ブックワームのひとりごと

読書中心に好きなものの話をするブログです。内容の転載はお断りします。

「定食屋のからあげ定食がおいしい」みたいなお仕事小説―ほしおさなえ『活版印刷三日月堂 星たちの栞』

このブログには広告・アフィリエイトのリンクが含まれます。

([ほ]4-1)活版印刷三日月堂 (ポプラ文庫)

 

あらすじ・概要

故郷に戻ってきた弓子は、祖父が経営していた活版印刷所「三日月堂」を再開した。びんせん、ショップカード、しおり、結婚式の招待状。三日月堂の依頼者は、印刷物を作ることによって自分の過去や今に向き合うこととなる。活版印刷をきっかけにして揺れ動く心を描く連作短編。

 

あらすじの範囲内でベストを尽くしてくれる作品

「定食屋に入ってからあげ定食を食べたらおいしかった」みたいな作品です。

ストーリーとしてはタイトルとあらすじで分かる通り「活版印刷三日月堂が活版印刷を通して人々の心を癒したり変えていったりする話」です。それ以上でも以下でもない。奇をてらったことは一切しません。

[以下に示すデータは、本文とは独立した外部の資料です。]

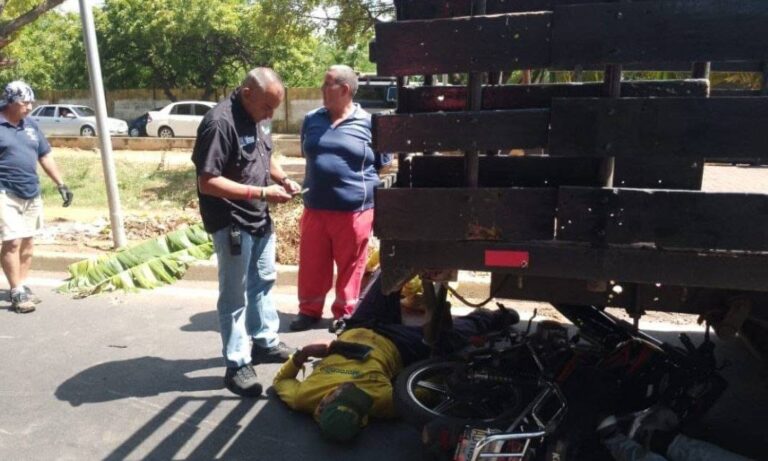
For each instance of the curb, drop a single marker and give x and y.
(469, 284)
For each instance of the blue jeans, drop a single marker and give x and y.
(245, 306)
(682, 448)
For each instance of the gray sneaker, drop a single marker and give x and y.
(243, 381)
(275, 354)
(32, 296)
(21, 303)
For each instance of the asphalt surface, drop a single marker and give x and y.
(138, 376)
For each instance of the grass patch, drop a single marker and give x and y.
(156, 197)
(142, 186)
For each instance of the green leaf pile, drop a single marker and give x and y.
(149, 264)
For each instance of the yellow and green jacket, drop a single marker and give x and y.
(373, 376)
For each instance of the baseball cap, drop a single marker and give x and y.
(16, 91)
(346, 414)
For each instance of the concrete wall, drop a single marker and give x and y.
(285, 144)
(129, 104)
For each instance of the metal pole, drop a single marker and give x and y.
(97, 91)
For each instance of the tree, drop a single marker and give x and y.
(203, 44)
(15, 14)
(49, 54)
(349, 21)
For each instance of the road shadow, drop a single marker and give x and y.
(139, 377)
(248, 429)
(208, 321)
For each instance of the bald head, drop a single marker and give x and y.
(261, 92)
(260, 78)
(345, 75)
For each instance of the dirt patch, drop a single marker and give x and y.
(95, 237)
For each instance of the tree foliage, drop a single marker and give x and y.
(15, 14)
(49, 53)
(204, 44)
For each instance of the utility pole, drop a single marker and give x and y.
(102, 128)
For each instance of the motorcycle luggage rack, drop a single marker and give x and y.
(551, 390)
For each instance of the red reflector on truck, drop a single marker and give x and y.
(499, 258)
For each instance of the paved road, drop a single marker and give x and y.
(138, 376)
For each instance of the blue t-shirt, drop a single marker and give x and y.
(20, 148)
(341, 171)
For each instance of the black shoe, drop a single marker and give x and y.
(275, 354)
(242, 381)
(32, 296)
(303, 322)
(639, 425)
(21, 303)
(338, 326)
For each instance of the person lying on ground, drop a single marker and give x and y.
(343, 391)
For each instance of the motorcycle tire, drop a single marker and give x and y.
(419, 388)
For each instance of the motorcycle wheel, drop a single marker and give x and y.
(439, 389)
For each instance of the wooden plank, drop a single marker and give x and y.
(587, 35)
(682, 66)
(479, 44)
(662, 31)
(434, 9)
(658, 173)
(465, 214)
(725, 270)
(460, 131)
(497, 97)
(548, 289)
(664, 219)
(504, 171)
(671, 127)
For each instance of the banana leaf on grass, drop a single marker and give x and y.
(149, 264)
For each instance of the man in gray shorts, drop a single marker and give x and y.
(22, 146)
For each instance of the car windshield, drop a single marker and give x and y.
(84, 111)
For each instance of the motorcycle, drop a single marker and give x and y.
(537, 394)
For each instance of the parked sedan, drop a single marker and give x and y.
(138, 126)
(72, 120)
(177, 119)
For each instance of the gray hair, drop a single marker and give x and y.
(345, 76)
(260, 78)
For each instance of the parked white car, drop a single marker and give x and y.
(72, 120)
(177, 119)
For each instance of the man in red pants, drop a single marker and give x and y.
(340, 178)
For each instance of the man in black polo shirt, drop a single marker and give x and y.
(234, 164)
(22, 147)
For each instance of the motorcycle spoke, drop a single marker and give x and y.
(444, 406)
(435, 387)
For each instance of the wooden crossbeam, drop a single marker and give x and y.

しかしながら、その「あらすじ通り」の範囲内で、ベストを尽くしている作品でした。

説明的すぎず、なおかつ描写不足にならない活版印刷のしくみや楽しさ。三日月堂を訪ねる人々の精神描写。活版印刷をきっかけに心が動いていく構成。それらがかっちり組みあがっています。

定食屋でフレンチ出そうとしたり韓国料理出そうとしたりしない。しかし、定食屋の範囲でちゃんと作って客のニーズに応える。これはそういう話です。

 

個人的に好きな回は「八月のコースター」ですね。叔父の喫茶店を継ぎ、どこか「自分は伯父の代わりにはなれない」と思っている店主岡野が、三日月堂にショップカードを依頼する話です。

ショップカードとコースターを作るためにあれこれ知恵をひねる三日月堂店主の弓子と岡野の姿が、印刷物を作る面白さを示しています。そして、その思考の過程が岡野の過去への認識を変えていくところも優しいです。

活字を拾ったり、インクを調整したり、活版印刷は普通の印刷より面倒で、でもその面倒な過程を踏むことで登場人物が一歩踏み出せたり、過去を改めて見直したりできます。そう思うと、面倒も必ずしも「面倒」ではないと思えてきました。

 

とりあえず「あらすじが気になる」人は読んでみて損はないんじゃないかな。そう思わせてくれる高度なお仕事小説でした。